I'm taken aback by his expression. There's no hate, no anger, no disgust. Just love. Just understanding.
"I might have already figured that out," Jay finally admits. "And it doesn't change a single thing, Hailey. You're still a badass cop, and still a good person." He squeezes my hands gently to emphasise how much he means what he's just said.
"But I crossed a line today again," I practically whisper. "And I did it to protect Vanessa. She deleted a video showing that Lewis Reyes was meeting with Gael. And I knew why she did it. When Reyes wasn't getting the deal, and I saw the devastation on Vanessa's face, I-I took matters into my own hands. Asked Reyes the exact description of Gael's car. Then I planted evidence in his car to get him arrested. To say Voight was pissed would be a gross understatement. He was livid, Jay." I close my eyes, the tears finally falling.

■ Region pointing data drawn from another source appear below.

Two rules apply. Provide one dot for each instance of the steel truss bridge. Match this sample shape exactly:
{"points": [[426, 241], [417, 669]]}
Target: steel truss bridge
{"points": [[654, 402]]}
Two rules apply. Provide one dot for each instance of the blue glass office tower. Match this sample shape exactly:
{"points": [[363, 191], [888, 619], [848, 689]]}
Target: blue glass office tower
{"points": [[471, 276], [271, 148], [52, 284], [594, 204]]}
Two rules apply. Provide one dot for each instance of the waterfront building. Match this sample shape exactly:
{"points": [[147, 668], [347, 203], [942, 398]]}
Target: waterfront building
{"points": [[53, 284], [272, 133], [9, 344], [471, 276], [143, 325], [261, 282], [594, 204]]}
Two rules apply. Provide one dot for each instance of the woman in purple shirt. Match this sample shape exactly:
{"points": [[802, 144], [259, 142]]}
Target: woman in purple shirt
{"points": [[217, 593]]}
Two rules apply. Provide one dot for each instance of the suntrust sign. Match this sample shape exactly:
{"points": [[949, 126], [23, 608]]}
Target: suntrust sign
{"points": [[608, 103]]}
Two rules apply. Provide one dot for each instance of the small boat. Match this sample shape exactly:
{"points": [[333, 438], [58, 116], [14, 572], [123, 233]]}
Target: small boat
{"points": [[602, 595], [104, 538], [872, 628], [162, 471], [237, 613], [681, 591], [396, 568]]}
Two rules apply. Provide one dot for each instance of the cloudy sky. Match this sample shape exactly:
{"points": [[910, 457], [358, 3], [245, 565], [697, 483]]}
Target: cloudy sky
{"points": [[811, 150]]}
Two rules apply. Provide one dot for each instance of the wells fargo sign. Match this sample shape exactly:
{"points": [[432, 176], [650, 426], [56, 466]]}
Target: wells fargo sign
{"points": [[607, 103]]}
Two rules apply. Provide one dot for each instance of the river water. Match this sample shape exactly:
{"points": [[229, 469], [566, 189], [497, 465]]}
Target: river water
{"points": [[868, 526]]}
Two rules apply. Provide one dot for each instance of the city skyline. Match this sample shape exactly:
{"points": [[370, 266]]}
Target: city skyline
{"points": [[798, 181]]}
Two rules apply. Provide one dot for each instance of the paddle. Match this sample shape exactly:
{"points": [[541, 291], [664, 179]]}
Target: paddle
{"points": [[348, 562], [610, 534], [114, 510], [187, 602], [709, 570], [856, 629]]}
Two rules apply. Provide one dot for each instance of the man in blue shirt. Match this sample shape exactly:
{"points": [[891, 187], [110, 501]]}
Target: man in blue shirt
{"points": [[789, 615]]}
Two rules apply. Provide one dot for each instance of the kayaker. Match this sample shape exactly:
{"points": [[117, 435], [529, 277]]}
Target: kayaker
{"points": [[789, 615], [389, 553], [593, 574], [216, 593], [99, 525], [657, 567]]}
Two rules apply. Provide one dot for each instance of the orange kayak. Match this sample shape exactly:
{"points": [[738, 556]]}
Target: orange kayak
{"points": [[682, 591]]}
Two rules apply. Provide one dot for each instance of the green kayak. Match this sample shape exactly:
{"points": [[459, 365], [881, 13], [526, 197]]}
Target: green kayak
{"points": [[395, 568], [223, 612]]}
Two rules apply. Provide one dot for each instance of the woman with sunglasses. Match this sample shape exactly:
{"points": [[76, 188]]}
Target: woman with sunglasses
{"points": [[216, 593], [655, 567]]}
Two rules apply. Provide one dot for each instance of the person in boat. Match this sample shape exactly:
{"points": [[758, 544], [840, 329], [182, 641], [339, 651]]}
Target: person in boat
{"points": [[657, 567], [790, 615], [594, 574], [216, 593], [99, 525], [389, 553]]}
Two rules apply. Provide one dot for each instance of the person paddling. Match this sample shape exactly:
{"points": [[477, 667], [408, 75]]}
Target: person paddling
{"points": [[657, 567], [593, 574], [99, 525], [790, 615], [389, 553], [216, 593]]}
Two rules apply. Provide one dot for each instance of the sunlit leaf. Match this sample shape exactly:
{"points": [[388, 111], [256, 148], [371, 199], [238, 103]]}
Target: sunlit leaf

"Hailey?" Jay says softly, even as I hear the slight strain in his voice. He knows Voight well enough. "What happened?"
"For the first time ever, he reminded me of my dad. I just froze when he shoved everything off his desk. I just – I was waiting. Waiting for the hit to come."
I see devastation in Jay's eyes even as he clenches his jaw. He knows about my father. And though it's been a few weeks since he learnt a little more about my past, it still tears him apart. I meant what I had said to him all those weeks ago. I wish he had been around to put my father in his place the way he'd done to Michelle Sutton's husband.
"He's sending me to New York. To work with the FBI. Apparently they've got clear-cut, by the book rules...My flight leaves tomorrow."
Jay looks heartbroken, but he also looks enraged. And because I know him, it doesn't scare me. Not the way Voight's rage had scared me earlier this evening.
"I'm sorry," I blurt out, instinctively. I wince when I realise that Jay knows why I'm apologising, why it's ingrained in me.
"Don't apologise," he tells me, even as he finally wraps me into a hug. We've been partners for three, maybe more, years now. And we've never – ever – hugged before.
It's almost natural for me to let my body sag into his strong, muscled arms.
"I know it's just for a couple weeks, but Jay, I can't – I can't bear the thought of anything happening to you while I'm gone...I nearly lost you not once but twice. I just – I -."
"You won't lose me, Hailey," he promises me. "You won 't."
Yet again, Vanessa's words come to mind. And before I can stop myself, I'm blurting out, "I love you, Jay."
Instead of stiffening at my confession, or pulling away, I'm pleasantly surprised by the smirk that plays across Jay's lips. "Good, because I love you too, Hailey," he confesses, eyes twinkling with happiness and love. Love for me, I remind myself as my own smile appears on my face.
I know the effect it has on him, because as I'm pressed against his rock-hard body, I notice the way his heart quickens in pace. I bury my face in his shoulder, as he tightens his arms around me, basically pulling me onto his lap.
I look into his eyes, and he captures my lips with his own, starting off slow. The kiss is filled with love, passion and longing. I don't know how long I've been in love with him, or how long I've been waiting for this moment, but now that it's finally happening, I can't be happier.
Subconsciously my hands make their way beneath his hoodie, running over the muscled panes of his stomach then up to his rock-hard chest. He lays me on the couch, hovering over me, his lips now on my neck.
And I never want this to end, that's all I know.
Because come hell or high-water, his love is all that I will ever need.